Pronto lo sabremos. Antes, sin embargo, tenemos que espetarnos a una Scarlett
Johansson que a todas luces nunca consigue sentí rse cómoda en el papel de la
madre del joven fanático de Hitler. A veces parece incluso que la actriz camina
con miedo de desaforarse, como si calzara zapatos que no son de su talla. La
clave de esta obra comienza a revelarse cuando uno descubre, además, que la
producción no consiguió el dinero suficiente para reproducir Berlín en los últimos
años de la Segunda Guerra Mundial. ¿Y Taika Waititi qué hace? Pues se inventa
una farsa que sucede al interior de la mente de un niño a quien, poco a poco,
comenzamos a querer. En lo dicho está la clave: “farsa” y “niño.” Primero es
importante aclarar que la farsa es un género tan difícil de llevar a buen puerto que
produce obras realmente deleznables; auténticas bazofias que en la televisión se
presentan como comedias en que hay adultos vestidos de niños y actores que se
alburean. Pero la farsa, de acuerdo con la teoría dramática, es un género
moralizante que presenta al espectador un mundo fantástico que encarna todo lo
que resulta inaceptable en la vida real. Entonces: esto es una farsa, pero falta la
segunda clave para interpretar esta película: el niño. Roman Griffin, el joven nazi,
comienza a imponer su presencia en la pantalla como si fuese un corredor de cien
metros por el que no dábamos mucho y que sin embargo en poco tiempo ha
comenzado a volar. Lo primero que en esta carrera imaginaria tiene que hacer
Griffin es superar al ensamble de actores que hacen chistes de mal gusto en torno
al Holocausto. Los rebasa. El chico resulta más simpático, atrae más nuestra
atención. Adelante consigue superar la incomodidad de Scarlett Johanson y en el
penúltimo tramo, la pobreza de la producción. Ya no nos importa que quieran
vendernos como si fuera Alemania un pueblito neozelandés. Toda nuestra
atención está en este chico que llegado al último tramo de la carrera consigue lo
que parecía imposible al inicio del filme: conmovernos, introducirnos en el mundo
imaginario de un pequeño nazi que también perdió a sus padres y que se está
enamorando de lo que más odia: una chica judía.

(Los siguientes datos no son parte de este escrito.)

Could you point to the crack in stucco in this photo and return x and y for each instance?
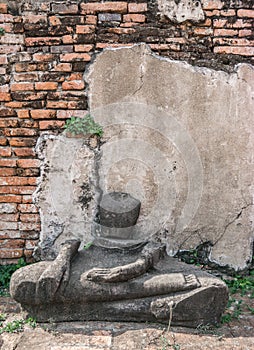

Y la farsa en efecto cumple su
papel. En estas caricaturas muestra el mundo como debiera ser: más delicado
para juzgar incluso al muchachito de doce años que porta con orgullo una
suástica. La verdad es que todo lo bueno en esta película lo ha conseguido este
pequeño Mozart que juega con nosotros con la misma precocidad que el músico
vienés. Griffin cumple a la letra el aforismo de que no hay mala película que esté
bien actuada. Gracias a él los mexicanos podemos enternecernos con un joven
nazi y disfrutar de este género que en nuestro país ha sido tan mal comprendido:
la farsa.

Jojo Rabbit. Dirección, Taika Waititi. Nueva Zelanda, 2019.